Assuming it is a single family house with no association dues, property taxes are 2% in your area, which is $4000 a year or $333/month, homeowners insurance $25 per $100,000, or $50 per month and since you have to pay PMI insurance because you made less then a 20% down-payment it will be another $90 or so a month.

Last, but definitely not least, maintenance: you can no longer call your landlord when you’re cold and the heat won’t turn on. On average, I would budget $100/month in maintenance expenses for a reasonable safety net.

Add all of these costs up and you have an additional $573 per month, turning your $1,100 mortgage payment into an almost $1,700 cost of ownership.

Deceptive Benefits – BUT WHAT ABOUT THE TAX SAVINGS?

Let's take another look at our $1,100 monthly mortgage. The total interest payments in the first year will be about $11,100. Your tax savings assuming you are in the 20% tax bracket (20 percent of $11,100) is $2,220 or about $185 a month. This does reduce your monthly payment, but does not even cover the additional property taxes that you are now paying as an owner.

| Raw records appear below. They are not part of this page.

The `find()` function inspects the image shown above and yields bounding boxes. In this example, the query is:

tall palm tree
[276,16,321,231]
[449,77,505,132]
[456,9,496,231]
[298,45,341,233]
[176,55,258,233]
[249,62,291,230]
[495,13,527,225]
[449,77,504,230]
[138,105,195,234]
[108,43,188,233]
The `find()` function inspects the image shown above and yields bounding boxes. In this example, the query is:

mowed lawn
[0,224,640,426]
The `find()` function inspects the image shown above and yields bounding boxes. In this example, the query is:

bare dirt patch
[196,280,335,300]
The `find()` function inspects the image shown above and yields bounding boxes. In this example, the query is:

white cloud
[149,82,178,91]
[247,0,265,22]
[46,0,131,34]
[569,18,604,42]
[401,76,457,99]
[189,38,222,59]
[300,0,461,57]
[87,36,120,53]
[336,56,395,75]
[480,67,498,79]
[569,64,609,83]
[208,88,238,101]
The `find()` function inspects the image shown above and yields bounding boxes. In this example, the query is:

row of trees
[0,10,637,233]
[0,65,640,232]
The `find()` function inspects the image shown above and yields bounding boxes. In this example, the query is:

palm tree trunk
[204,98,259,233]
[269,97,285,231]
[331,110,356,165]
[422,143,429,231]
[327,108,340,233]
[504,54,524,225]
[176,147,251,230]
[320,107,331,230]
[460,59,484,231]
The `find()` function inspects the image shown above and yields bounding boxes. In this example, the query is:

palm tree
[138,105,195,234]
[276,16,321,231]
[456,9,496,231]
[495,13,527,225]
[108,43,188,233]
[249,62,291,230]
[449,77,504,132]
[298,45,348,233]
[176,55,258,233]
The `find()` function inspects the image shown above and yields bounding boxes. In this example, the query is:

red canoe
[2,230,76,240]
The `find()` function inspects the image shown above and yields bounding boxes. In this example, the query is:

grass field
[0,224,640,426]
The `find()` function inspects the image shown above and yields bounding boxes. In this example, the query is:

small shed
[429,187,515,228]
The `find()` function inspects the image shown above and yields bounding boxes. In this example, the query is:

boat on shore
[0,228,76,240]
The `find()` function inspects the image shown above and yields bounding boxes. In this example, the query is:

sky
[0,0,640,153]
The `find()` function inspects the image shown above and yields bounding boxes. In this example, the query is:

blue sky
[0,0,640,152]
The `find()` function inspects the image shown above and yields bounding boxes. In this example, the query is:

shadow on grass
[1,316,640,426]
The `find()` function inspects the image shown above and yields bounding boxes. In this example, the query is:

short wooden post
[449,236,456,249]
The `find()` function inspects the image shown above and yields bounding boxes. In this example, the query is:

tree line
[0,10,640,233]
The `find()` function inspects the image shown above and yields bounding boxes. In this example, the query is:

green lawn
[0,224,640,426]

Your monthly payments might be reduced to $1,490 per month, which might not seem like a lot more then your $1,100 rent payment, but for some of you it can make a large difference in your lifestyle and comfort level. All of the extra costs should be factored in when you are deciding how much home you can really afford. You might need to come down a little in price.

Every $10,000 you come down in the mortgage cost will reduce your monthly payment by about $52. We still think that buying a house is the best investment a family can make, but it takes diligence to ensure that you are not overextending yourself.

The Market – Everyone’s Saying It’s A BUYERS MARKET…Not Yet.

It is true, we are currently facing the worst housing slump in two decades, which surprised individuals who were used to seeing extraordinary annual appreciation in their home values, but if we learned anything from the 2000 tech bubble; is that market slumps take time to recover.

It was just recently that the S&P 500 stock index surpassed the levels it was in 2000. With rising inflation a scare it is likely that the fed will not lower interest rates, therefore putting continued pressure on the housing market, which signals that a turnaround won’t happen overnight.

So when your realtor calls and explains the buyer’s market is due to high inventory levels, he better be signaling that sellers are willing to discount.